大柱接上:“今晚我带阿毛查水路,铁牛写八条船位置,赵小六门房登记,韩二跟王叔看潮。”
铁牛刚想叫苦,小宝已经把本子递过去。
“八条船,今天算正式工练字,不收学费。”
铁牛接过本子,感动还没到脸上,小宝又补了一句。
“写错重写。”
铁牛叹气:“小宝老师不收钱也厉害。”
下午,方启明带正式函来村。
他在门房登记完,把盖章通知函交给楚辞,手还没收回去,目光先在门房木牌上停了一下。
“七天后,迎宾楼追加采购五百斤,仍在红星饭店后厨验收,规格按首批,价格一块八毛五,现款现结,海况顺延。”
楚辞逐字看完。
“通知日从今天算?”
方启明点头:“今天算第一天,陶主任说,按合同来。”
陈江海问:“陆明远呢?”
方启明答:“陆经理在县里安排菜单,他让我转一句,五百斤不是压货,海况不够,按合同顺延。”
楚辞把通知函副纸夹进帆布包,正件收好,没再让方启明碰。
“南湾村接函,但不保证死日子,四天后看海,鱼品不够,提前一天通知红星饭店。”
方启明肩头松了些。
“有这句就行。”
他刚要走,又停在门房木牌前。
“先进副业点挂上了?”
陈富贵挺了挺腰。
“县里盖章了。”
方启明笑道:“那我回去也好说,迎宾楼采购先进副业点的货,手续更顺。”
楚辞提醒:“报告里别写船数。”
方启明立刻点头。
“明白,只写合规供货点。”
方启明走后,陈富贵还是没忍住。
“楚辞,五百斤真接?”
陈江海看向海面。
“接,但不能为五百斤冒险。”
王大海说:“四天后我再听潮。”
韩二小声接了一句:“我也听。”
王大海看他。
“正式工第一天,别飘。”
韩二低头。
“不飘。”
傍晚,陈江海把明天要带的东西又检查了一遍。
楚辞把陈山和李桂兰的后事说明重新誊写了一份,字迹工整,内容却空得发冷。
大年初一,陈山、李桂兰于老宅身亡,大队部处理后事,村东乱石岗下葬,无碑。
陈江海看着无碑两个字,手指在桌边收紧,又慢慢松开。
小宝抱着书进来。
“爸,明天你去县里吗?”
楚辞先回答:“你爸去办手续,上午走,晚上回。

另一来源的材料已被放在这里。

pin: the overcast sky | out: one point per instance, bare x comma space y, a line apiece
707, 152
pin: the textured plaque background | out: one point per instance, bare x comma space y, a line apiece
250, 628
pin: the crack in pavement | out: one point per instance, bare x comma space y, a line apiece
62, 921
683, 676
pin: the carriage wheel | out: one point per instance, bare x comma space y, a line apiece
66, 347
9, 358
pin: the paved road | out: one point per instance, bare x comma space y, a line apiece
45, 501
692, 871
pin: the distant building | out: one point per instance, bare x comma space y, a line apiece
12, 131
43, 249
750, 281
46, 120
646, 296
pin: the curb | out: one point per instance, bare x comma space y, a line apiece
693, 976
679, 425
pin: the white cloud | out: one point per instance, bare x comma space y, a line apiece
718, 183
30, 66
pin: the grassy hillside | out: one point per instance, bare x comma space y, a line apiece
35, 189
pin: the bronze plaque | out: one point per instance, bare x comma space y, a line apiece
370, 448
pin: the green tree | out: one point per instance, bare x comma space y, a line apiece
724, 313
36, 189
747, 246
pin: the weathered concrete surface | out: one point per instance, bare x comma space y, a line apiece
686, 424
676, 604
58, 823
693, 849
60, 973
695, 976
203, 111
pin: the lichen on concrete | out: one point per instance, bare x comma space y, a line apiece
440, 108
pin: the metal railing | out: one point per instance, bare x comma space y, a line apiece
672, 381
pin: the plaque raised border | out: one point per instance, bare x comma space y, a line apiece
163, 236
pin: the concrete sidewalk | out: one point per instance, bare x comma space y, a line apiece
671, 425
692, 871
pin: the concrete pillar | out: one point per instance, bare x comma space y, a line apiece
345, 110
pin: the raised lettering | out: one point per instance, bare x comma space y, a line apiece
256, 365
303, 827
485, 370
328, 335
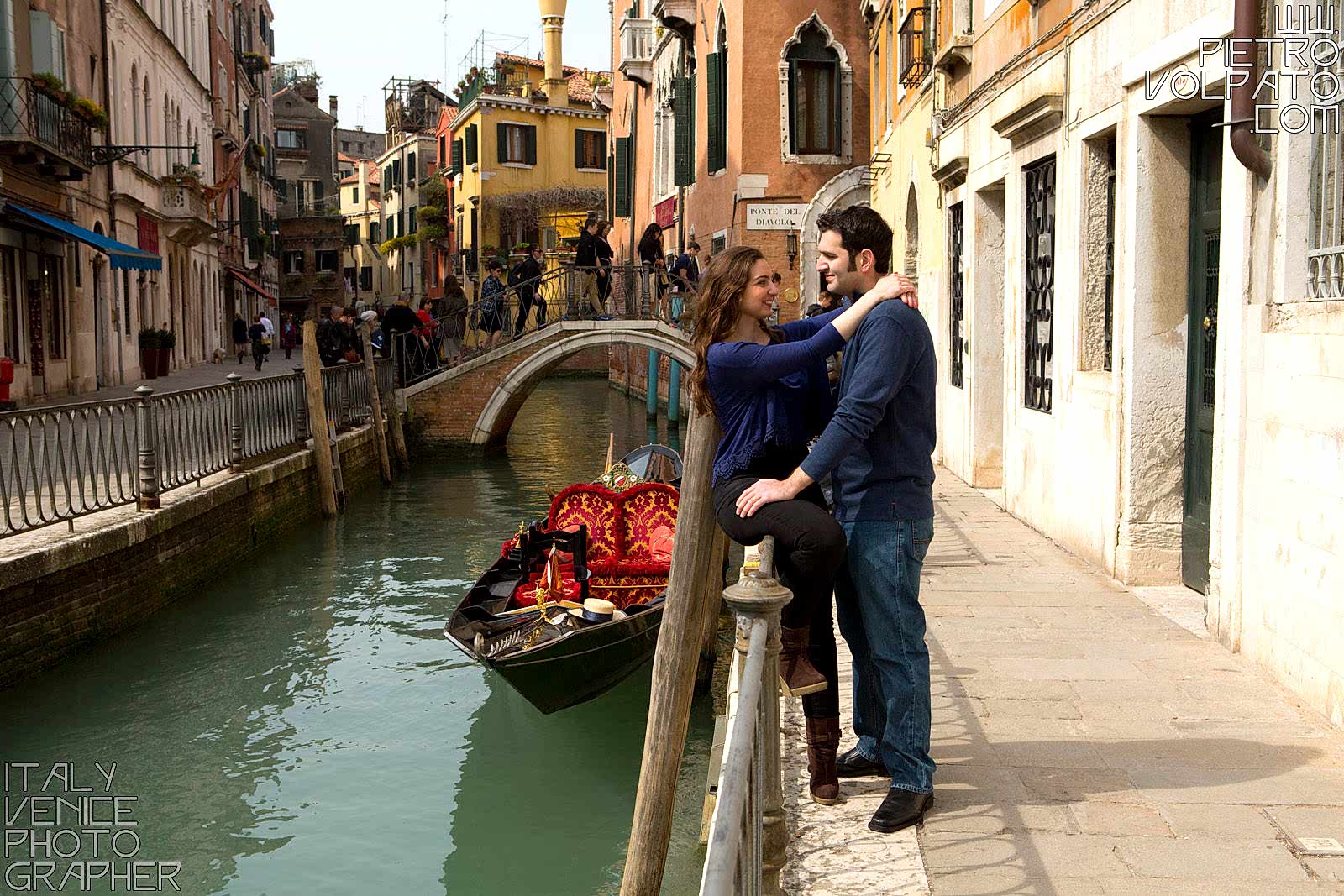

”
小宝问:“我能去大柱伯家写字吗?”
陈江海摸摸他的头。
“可以,明天听你妈的。”
小宝看着他。
“爸,你是不是不高兴?”
屋里安静下来,连门外的脚步声都轻了半拍。
陈江海蹲下来,看着小宝的眼睛。
“爸去办一件旧事,办完就回来。”
小宝把手里的纸塞给他。
上面写着四个字。
早去早回。
陈江海把纸折好,放进口袋。
“这个也压船?”
小宝摇头。
“这次不压船,压路。”
楚辞转过身,把帆布包扣上。
夜里,码头灯还亮着,铁牛趴在门房桌上写八条船,韩二跟王大海站在栈道边听潮,阿毛在近口来回巡,春生和石头把空筐摞得整整齐齐。
南湾村的规矩,开始自己转起来。
陈江海明天要去的地方,没有海风,只有铁门。